School day or snow day? Durham, Halton and Niagara school boards waiting to decide


Published January 17, 2022 at 11:29 pm

Schoolchildren and parents went to bed on Monday night without knowing if they’ll have their first in-person school day of the calendar year.

Due to the volume of snow that fell across Southern Ontario, school boards for the Durham, Halton and Niagara regions are not sure if the buses will be running tomorrow morning (Jan. 18). Several have not made a definitive decision about whether to have in-person learning, or switch to remote learning. Children have been doing the latter since Jan. 5, when they came back from a holiday break break that was slightly extended by the Omicron-fed fifth wave of the COVID-19 pandemic. Monday was to have been their first day in class since Dec. 17, exactly one month earlier.

Here is the latest information from all three regions’ major school boards.

Durham Region

The area’s Catholic board advises that school buses may be cancelled. Parents can check Durham Student Transportion Services to see if their bus is running. There was no further indication about contingency plans for students who are stranded.

The Durham District public board (DDSB) said it was “monitoring potential snow impacts on school (and) bus operations.” It said it would announce early Tuesday whether it was closing schools, or shifting students to remote learning.

“Should any decision be made to close in-person schools or shift to other modes of learning, we will post on DDSB social media & websites,” the DDSB stated.

Halton Region

It appears there will be some school cancellations down along the northwest shore of Lake Ontario.
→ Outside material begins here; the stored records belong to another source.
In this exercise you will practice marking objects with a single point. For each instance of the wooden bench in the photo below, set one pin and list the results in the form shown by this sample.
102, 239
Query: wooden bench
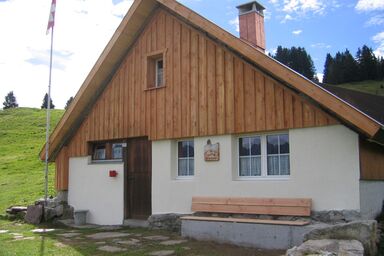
250, 205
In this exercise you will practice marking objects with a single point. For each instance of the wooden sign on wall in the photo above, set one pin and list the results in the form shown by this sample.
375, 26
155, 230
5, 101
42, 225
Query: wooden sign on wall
212, 151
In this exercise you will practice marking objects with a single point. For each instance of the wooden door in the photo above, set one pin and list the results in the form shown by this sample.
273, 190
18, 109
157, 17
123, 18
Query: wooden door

Both the Catholic and public board in Halton Region, which comprises Burlington, Oakville, Milton and Halton Hills, encouraged parents to review reminders regarding potential closures or bus cancellations and delays.

Halton District School Board did not publicly announce any cancellations, but there were reports in Toronto-based media that it is cancelling all instruction, including virtual. A Twitter user, responding to the Halton Catholic board’s account, also said they had already received notification of bus cancellations across transportation zones 1, 2, 3.
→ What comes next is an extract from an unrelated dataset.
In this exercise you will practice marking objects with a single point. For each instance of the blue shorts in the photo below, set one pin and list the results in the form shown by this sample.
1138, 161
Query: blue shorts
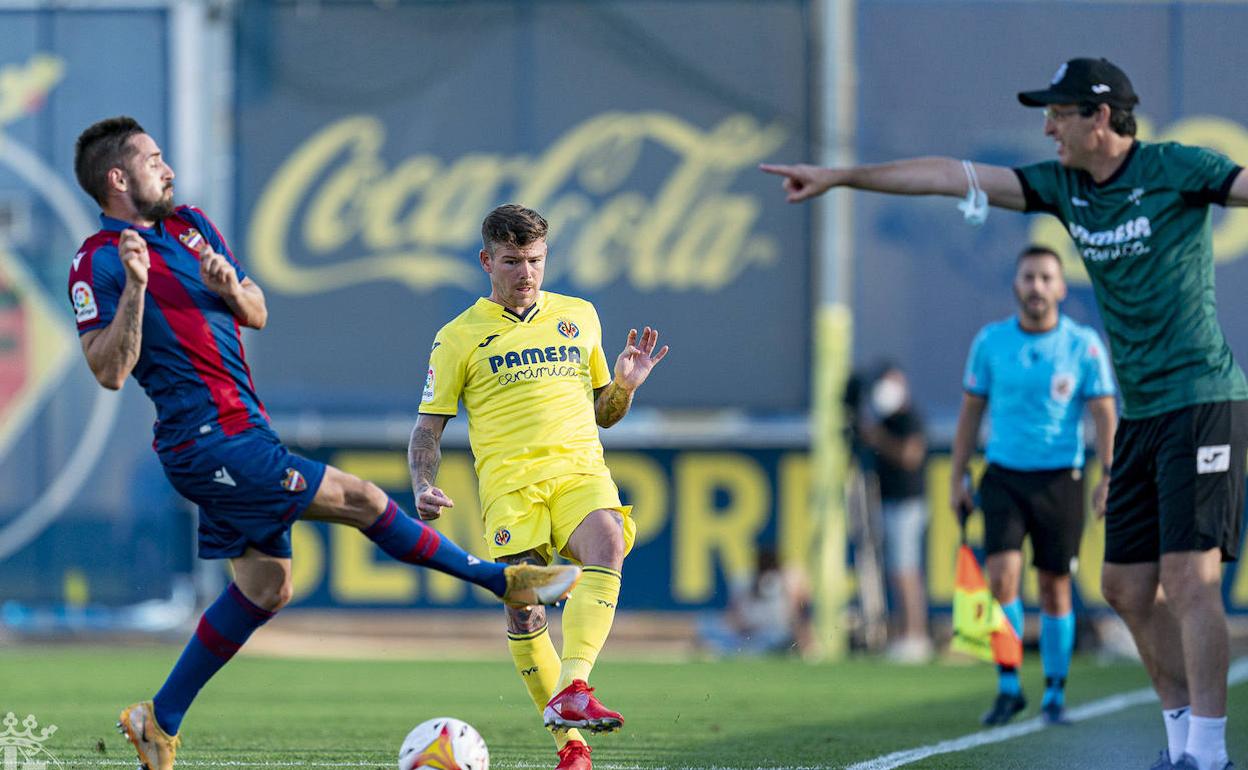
250, 489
Up-to-date information may be found at

Niagara Region

The area that includes Niagara Falls, St. Catharines and Welland received up to 50 cm of snow in some areas. Both boards sent a message that amounted to, ‘if you don’t hear from us, come to school.’

Niagara’s public board held out hope for in-person learning, saying announcements on bus cancellations would come out before 6 a.m.
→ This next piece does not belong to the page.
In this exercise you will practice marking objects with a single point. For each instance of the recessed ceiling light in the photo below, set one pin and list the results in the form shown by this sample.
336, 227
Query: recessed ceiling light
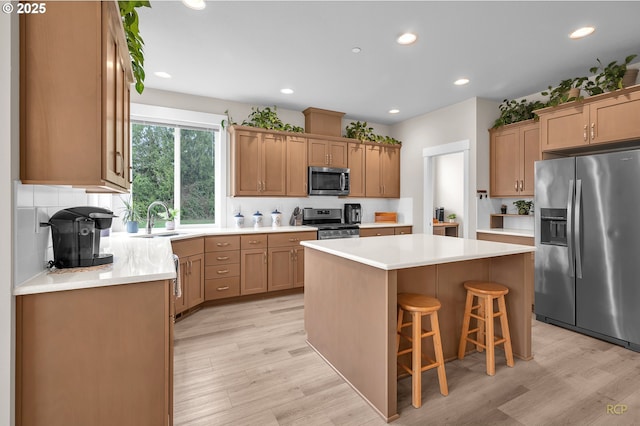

“If we don’t post anything, you can go to school in-person!” the District School Board of Niagara account posted on Twitter.

The Niagara Catholic school board said it would leave the decision to the morning, which is how boards treated potential snow days during the pre-COVID before times. Parents and caregivers of students would be told of a closure through email or text message.

“We’ll make a game-day decision, so be up early to get the news,” they wrote. “NEW – no phone call if the system is closed, just text or email, as well as on our website and socials. Sleep tight!”

Elsewhere in Southern Ontario, both the Catholic and public boards in Mississauga, Brampton and Peel Region are opting for remote learning on Tuesday. The two major Hamilton boards have cautioned about bus cancellations or delays, but plan to be open.

The Toronto District School Board also announced a cancellation for the second successive day.

During the COVID-19 pandemic, Ontario schoolchildren have lost more days of in-person learning than their counterparts in every other part of Canada and the United States.

School boards prioritized keeping classrooms open this fall, at the outset of a third consecutive COVID-affected school year. After classes wrapped on Dec. 17 for the holiday break and Omicron cases and hospitalizations began to rise, there was no word on in-person schooling until Dec. 31.

It took a second announcement from Premier Doug Ford on Jan. 3 to disclose that remote learning would be in place until Jan. 17. As noted, the winter storm thwarted those plans.